Corrosion intergranulaire des alliages de la série 6000
Dans la plupart des cas, la corrosion intergranulaire se produit dans les alliages contenant de petites quantités de cuivre et des niveaux élevés de Si/Mg. Habituellement, la teneur en cuivre de la plupart des alliages contenant du cuivre-ne dépasse pas 0,4 %, avec seulement quatre alliages-6013, 6113, 6056 et 6156-ayant une teneur en cuivre pouvant atteindre 1,1 %. Du cuivre est ajouté aux alliages Al-Mg-Si pour améliorer les propriétés mécaniques de l'alliage. Des études ont montré que dans les alliages sensibles à la corrosion intergranulaire, la microscopie électronique à transmission par balayage à haute résolution révèle souvent des couches ségréguées riches en cuivre et des précipités cathodiques de phase Q. La phase Q est une phase intermétallique quaternaire de formule moléculaire Cu2Mg8Si5Al4, précipitant le long des joints de grains et provoquant une dissolution anodique de la solution solide adjacente, entraînant des zones sans précipitation.

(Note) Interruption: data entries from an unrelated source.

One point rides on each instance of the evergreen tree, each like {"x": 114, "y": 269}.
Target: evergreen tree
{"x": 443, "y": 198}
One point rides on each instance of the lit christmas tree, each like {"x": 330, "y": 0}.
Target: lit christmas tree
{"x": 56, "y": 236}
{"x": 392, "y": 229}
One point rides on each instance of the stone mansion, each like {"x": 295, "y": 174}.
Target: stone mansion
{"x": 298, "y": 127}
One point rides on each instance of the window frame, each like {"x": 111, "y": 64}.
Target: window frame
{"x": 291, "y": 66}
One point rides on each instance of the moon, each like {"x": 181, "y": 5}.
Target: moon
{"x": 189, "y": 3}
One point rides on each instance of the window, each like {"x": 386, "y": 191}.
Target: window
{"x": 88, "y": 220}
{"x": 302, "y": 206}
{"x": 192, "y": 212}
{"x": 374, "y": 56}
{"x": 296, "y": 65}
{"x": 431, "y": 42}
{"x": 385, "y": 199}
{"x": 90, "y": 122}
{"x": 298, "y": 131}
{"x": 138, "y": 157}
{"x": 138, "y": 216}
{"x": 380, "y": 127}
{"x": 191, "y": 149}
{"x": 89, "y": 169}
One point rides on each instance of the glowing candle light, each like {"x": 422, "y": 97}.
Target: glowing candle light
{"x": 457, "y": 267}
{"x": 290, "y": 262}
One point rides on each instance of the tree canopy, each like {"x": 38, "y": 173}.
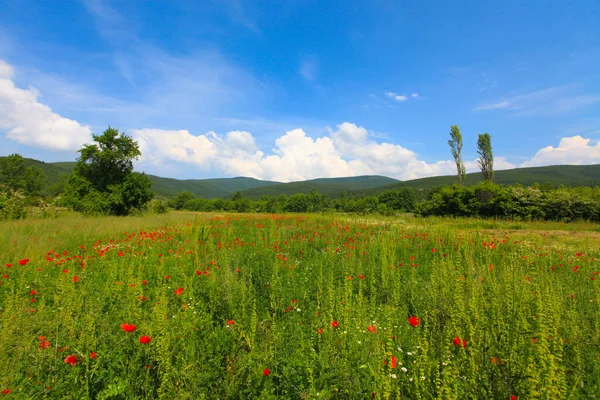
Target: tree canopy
{"x": 486, "y": 158}
{"x": 455, "y": 144}
{"x": 15, "y": 174}
{"x": 103, "y": 181}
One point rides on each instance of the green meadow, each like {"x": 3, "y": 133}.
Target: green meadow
{"x": 230, "y": 306}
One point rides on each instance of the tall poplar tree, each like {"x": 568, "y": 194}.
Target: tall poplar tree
{"x": 456, "y": 148}
{"x": 486, "y": 158}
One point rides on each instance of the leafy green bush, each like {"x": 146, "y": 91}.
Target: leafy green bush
{"x": 12, "y": 204}
{"x": 103, "y": 181}
{"x": 159, "y": 206}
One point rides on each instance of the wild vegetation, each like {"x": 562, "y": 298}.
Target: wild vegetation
{"x": 297, "y": 306}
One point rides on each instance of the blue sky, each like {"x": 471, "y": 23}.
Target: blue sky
{"x": 291, "y": 90}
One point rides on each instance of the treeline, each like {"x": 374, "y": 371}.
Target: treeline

Test de sensibilité à la corrosion intergranulaire
Pour déterminer la susceptibilité à la corrosion intergranulaire des alliages d'aluminium, deux méthodes de test courantes sont utilisées : les tests sur site{{0}et les tests d'immersion accélérés. Dans les tests accélérés, pour accélérer la corrosion, des solutions telles que du chlorure de potassium contenant de l'acide chlorhydrique (ISO 11846 Méthode B) ou du chlorure de potassium additionné de peroxyde d'hydrogène (ASTM G110) sont souvent utilisées. Après les tests, la section transversale-de l'éprouvette est examinée métallographiquement ou sa perte de propriétés mécaniques est mesurée. Les résultats des tests accélérés ISO 11846 sont très cohérents avec les tests sur site-en atmosphère marine. Cependant, lors d'essais accélérés, les matériaux en aluminium sensibles à la corrosion intergranulaire présentent une corrosion sévère à presque tous les joints de grains proches de la surface de l'éprouvette (corrosion intergranulaire uniforme), alors que dans les essais sur site -, la surface de l'éprouvette ne présente une corrosion que dans des zones limitées (corrosion localisée). Néanmoins, les tests accélérés restent la méthode standard pour déterminer avec précision si un matériau est sujet à la corrosion aux limites des grains.